A new clinical study by Beth Israel Deaconess Medical Center (BIDMC) has revealed strong immune responses with Johnson & Johnson’s single-dose Covid-19 vaccine, Ad26.COV2.S.
The viral vector vaccine, which was developed in alliance with BIDMC, already obtained emergency use authorisation in the US based on its clinical efficacy data in symptomatic Covid-19 in the US, South Africa, and Latin America.
In the new study, BIDMC’s Center for Virology and Vaccine Research found antibody and cellular immune responses against the SARS-CoV-2 variants of concern, as well as the original strain.
Data showed immune responses generated by Ad26.COV2.S against all variants of the Covid-19 virus, researchers noted.
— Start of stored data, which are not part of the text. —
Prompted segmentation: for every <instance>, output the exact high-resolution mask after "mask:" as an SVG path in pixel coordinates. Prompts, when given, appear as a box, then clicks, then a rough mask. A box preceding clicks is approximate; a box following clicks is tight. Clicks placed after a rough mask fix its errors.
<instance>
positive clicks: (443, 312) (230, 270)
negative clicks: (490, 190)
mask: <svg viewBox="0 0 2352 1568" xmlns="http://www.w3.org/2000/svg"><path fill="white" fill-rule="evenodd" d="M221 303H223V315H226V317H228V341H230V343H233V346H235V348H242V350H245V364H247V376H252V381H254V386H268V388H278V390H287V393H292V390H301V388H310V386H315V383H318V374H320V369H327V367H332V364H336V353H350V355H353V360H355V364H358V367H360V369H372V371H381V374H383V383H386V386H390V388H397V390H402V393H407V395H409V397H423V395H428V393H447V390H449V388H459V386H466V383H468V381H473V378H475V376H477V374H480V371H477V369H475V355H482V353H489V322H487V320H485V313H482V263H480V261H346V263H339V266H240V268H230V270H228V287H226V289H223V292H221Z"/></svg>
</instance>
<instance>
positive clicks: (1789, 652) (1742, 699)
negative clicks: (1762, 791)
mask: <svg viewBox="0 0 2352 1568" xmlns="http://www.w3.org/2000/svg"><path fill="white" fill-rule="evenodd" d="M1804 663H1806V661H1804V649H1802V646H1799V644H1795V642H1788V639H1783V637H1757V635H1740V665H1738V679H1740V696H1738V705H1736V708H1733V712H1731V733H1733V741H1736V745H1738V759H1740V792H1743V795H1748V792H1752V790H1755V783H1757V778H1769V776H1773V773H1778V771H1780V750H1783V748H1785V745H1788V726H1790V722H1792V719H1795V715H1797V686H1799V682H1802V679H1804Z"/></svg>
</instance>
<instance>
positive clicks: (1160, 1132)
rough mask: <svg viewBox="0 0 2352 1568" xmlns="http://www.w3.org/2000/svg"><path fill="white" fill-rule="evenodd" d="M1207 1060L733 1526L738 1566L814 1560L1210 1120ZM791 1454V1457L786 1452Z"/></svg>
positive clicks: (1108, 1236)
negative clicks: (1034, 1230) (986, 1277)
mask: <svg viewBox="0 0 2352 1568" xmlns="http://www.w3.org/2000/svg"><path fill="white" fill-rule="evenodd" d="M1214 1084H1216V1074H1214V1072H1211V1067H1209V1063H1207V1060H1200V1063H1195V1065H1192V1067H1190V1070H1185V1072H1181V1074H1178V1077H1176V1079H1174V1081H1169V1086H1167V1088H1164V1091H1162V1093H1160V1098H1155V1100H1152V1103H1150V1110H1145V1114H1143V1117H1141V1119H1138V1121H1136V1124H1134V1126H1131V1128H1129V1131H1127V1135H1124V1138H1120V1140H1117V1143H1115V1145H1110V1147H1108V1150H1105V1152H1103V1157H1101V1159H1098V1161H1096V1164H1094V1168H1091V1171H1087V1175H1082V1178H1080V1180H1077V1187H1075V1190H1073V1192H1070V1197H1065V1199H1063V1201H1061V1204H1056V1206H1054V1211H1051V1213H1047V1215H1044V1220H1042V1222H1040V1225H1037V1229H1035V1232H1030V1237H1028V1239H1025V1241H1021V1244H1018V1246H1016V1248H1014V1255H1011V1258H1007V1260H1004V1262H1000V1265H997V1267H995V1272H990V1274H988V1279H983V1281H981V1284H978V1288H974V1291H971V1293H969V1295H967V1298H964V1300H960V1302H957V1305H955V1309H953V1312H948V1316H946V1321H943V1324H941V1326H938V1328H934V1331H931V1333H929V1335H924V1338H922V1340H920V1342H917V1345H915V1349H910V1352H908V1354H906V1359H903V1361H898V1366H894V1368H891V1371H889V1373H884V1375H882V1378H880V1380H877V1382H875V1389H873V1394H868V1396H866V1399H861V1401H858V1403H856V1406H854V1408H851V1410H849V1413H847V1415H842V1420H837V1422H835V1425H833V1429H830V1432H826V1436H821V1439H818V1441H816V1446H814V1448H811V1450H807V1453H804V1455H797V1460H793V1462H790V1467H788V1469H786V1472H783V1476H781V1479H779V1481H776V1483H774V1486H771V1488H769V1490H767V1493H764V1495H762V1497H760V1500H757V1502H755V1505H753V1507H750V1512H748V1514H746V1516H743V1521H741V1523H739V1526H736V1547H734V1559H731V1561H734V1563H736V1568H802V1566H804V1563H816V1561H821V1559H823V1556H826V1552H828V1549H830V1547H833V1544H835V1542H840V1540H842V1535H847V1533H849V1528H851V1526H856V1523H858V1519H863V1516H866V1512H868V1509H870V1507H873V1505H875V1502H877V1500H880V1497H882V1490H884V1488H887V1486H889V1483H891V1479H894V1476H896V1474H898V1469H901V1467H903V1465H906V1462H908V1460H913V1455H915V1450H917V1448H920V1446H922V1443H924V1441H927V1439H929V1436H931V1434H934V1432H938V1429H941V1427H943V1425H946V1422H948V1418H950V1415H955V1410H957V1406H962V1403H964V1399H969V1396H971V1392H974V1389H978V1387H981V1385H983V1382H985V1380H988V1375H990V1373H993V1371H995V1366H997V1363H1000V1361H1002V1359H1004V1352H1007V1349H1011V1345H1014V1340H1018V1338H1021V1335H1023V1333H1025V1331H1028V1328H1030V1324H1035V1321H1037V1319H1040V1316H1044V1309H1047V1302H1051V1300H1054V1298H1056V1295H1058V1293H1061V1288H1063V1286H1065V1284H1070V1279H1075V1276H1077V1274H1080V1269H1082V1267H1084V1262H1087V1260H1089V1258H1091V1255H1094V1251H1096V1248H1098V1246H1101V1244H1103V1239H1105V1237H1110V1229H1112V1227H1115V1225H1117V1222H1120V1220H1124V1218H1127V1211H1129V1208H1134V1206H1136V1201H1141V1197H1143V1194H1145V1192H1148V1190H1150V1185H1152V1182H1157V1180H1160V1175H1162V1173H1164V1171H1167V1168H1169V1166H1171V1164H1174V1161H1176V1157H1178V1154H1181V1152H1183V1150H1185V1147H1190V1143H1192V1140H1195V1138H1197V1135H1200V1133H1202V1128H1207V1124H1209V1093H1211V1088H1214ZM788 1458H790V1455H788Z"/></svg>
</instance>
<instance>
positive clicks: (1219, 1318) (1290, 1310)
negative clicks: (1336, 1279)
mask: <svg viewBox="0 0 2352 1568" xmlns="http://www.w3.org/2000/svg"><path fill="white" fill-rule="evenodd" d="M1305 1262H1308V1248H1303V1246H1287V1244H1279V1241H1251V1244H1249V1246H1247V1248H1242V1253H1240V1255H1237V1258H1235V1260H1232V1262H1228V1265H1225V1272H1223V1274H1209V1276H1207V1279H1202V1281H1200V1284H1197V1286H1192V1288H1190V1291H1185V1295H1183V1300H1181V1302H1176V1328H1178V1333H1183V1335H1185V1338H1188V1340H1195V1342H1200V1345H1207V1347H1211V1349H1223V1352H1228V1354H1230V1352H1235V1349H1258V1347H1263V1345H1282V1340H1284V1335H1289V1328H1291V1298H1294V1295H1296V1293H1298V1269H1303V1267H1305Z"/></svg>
Study senior author and BIDMC immunologist Dan Barouch said: “The concern is whether SARS-CoV-2 variants may reduce the efficacy of current vaccines that were designed to protect against the original SARS-CoV-2 strain at the beginning of the pandemic.
“These findings therefore have important implications for vaccine protection against SARS-CoV-2 variants of concern.”
In the study, 20 participants aged 18 to 55 years received one or two doses of J&J’s vaccine to assess its immunogenicity.
These subjects were from a multi-centre, randomised, double-blind, placebo-controlled Phase I/IIa trial analysing different doses and schedules of the vaccine.
The BIDMC researchers subsequently leveraged various approaches to evaluate antibody and cellular immune responses against the original viral strain (WA1/2020).
They also tested for the viral variants first detected in South Africa (B.1.1351), the UK (B.1.1.7), Brazil (P.1), and California, US (CAL.20C).
A decrease in neutralising antibodies against the South African and Brazilian strains was observed compared to antibodies against the original strain.
However, SARS-CoV-2 variants had less or no impact on non-neutralising antibody responses and T cell responses.
As per the vaccine’s protective efficacy found in Phase III trials, non-neutralising antibodies and/or T cell responses may drive protection against Covid-19.
Published Phase III efficacy results revealed the vaccine’s strong protection against symptomatic Covid-19 in South Africa and Brazil where a majority of sequenced cases were due to variants.
According to researchers, the data helps in understanding the vaccine’s protection against SARS-CoV-2 variants of concern.